Das gleiche Unternehmen hat auch den italienischen Genoa im Portfolio, dessen technischer Direktor Johannes Sports ist. Der Deutsche ist derjenige, der Letsch vor zwei Jahren nach Arnheim geholt hat. Sein Einstieg war zunächst überraschend, da er einen unscheinbaren Lebenslauf hatte, aber es lief gut.

In seiner ersten Saison führte Letsch die Arnheimer ins Pokalfinale und auf den vierten Platz, womit er den Einzug in die Vorrunde der Conference League erzwang. Letsch wurde dafür bewundert, wie er es geschafft hat, Riechedly Bazoer und Oussama Tannane für den Fußball zu gewinnen. In dieser Saison setzte Letsch zunächst die positive Linie fort. Vitesse konnte sich auf Kosten von Anderlecht für das Hauptturnier der Conference League qualifizieren und überstand sogar die Gruppenphase. Am Ende endete Vitesses Europapokal-Abenteuer erst im Achtelfinale, wo sich der aktuelle Finalist AS Roma als zu stark erwies. Im Wettbewerb fiel Vitesse nach dem europäischen Ausscheiden gut, aber die Teilnahme an den Play-offs um ein europäisches Ticket war gesichert.

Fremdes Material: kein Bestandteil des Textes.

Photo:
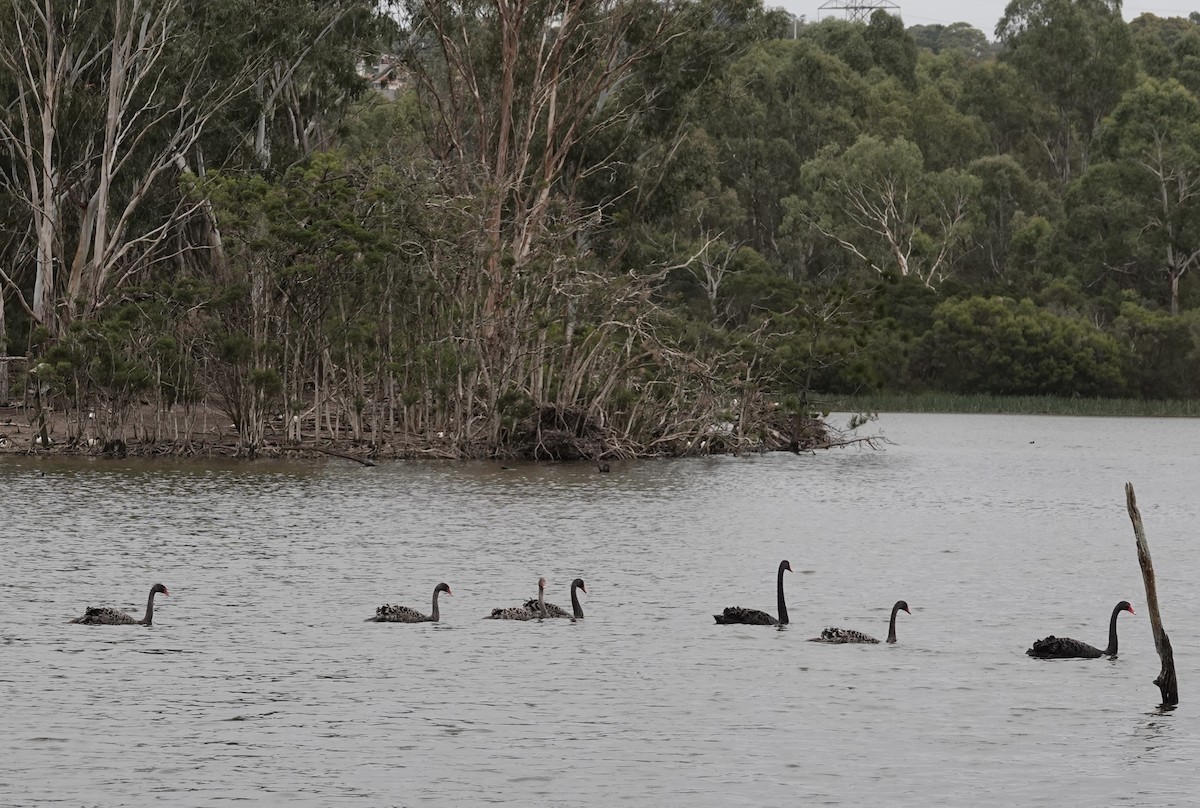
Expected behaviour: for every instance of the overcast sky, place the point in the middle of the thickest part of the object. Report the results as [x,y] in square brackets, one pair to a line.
[982,13]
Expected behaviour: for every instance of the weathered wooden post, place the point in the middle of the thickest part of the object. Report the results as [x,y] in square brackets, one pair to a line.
[1165,681]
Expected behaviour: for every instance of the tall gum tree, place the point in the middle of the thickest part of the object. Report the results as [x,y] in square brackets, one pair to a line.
[876,201]
[1156,130]
[1078,57]
[107,106]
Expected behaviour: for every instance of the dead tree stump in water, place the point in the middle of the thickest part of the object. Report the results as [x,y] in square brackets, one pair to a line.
[1165,681]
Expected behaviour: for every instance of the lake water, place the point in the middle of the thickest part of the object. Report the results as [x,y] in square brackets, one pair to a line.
[259,680]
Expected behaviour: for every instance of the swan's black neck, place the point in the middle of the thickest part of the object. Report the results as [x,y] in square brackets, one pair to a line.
[149,618]
[436,615]
[779,594]
[892,624]
[575,600]
[1111,651]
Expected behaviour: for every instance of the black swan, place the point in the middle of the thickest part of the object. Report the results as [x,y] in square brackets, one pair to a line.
[106,616]
[525,611]
[390,614]
[753,616]
[1060,647]
[851,635]
[558,611]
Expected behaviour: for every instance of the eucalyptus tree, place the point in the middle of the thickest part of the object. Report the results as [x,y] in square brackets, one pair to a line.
[107,105]
[1156,131]
[532,107]
[1078,57]
[879,203]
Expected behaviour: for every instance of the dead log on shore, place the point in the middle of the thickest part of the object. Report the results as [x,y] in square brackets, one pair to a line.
[365,461]
[1167,682]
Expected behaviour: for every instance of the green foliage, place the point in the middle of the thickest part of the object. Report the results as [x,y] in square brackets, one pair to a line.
[1003,347]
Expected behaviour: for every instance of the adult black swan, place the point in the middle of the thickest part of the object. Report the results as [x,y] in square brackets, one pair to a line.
[523,611]
[1061,647]
[106,616]
[843,635]
[753,616]
[390,614]
[558,611]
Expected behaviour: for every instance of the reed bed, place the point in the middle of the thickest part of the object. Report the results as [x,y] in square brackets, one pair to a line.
[1027,405]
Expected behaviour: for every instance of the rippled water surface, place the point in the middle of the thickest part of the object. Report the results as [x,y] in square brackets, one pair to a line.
[259,680]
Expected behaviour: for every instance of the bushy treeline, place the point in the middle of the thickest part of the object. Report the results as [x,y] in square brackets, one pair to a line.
[1023,216]
[585,229]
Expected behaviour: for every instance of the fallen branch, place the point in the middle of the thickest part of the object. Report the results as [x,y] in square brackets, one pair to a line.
[365,461]
[1165,681]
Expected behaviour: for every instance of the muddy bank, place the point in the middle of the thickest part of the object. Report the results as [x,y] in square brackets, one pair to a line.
[209,434]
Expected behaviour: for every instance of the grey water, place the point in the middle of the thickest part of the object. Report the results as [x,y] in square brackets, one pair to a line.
[261,681]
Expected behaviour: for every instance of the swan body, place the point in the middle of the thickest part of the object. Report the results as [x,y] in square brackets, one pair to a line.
[107,616]
[755,617]
[528,610]
[1061,647]
[390,614]
[558,611]
[844,635]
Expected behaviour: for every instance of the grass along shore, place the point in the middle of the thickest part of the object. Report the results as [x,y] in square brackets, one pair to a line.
[1025,405]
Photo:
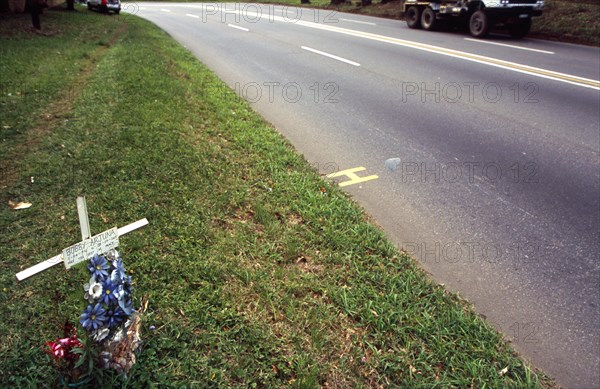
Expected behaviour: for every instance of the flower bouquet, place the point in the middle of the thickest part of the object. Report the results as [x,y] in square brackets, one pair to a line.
[111,322]
[66,355]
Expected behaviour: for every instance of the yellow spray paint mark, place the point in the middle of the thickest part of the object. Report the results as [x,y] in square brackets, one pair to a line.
[351,174]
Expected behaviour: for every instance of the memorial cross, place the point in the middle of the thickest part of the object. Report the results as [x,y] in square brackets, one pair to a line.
[89,245]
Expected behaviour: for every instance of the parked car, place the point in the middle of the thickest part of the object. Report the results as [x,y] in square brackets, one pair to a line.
[105,5]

Letschs Vertrag in Arnheim läuft weiter, aber angesichts der unsicheren Situation des Vereins wird der deutsche Trainer einem vorzeitigen Abgang nicht im Voraus widersprechen. Der russische Besitzer Valeriy Oyf hat Vitesse zum Verkauf angeboten. Bis es Klarheit über die Zukunft gibt, wird sie die Sportgeschichte stark beeinflussen. Vitesse sieht mit dem Auslaufen des (Leasing-)Vertrags ein wichtiges Bindeglied, aber der technische Direktor Benjamin Schmedes kann noch nichts tun, da unklar ist, mit welchem ​​Budget der Arnheimer Club in der nächsten Saison arbeiten kann.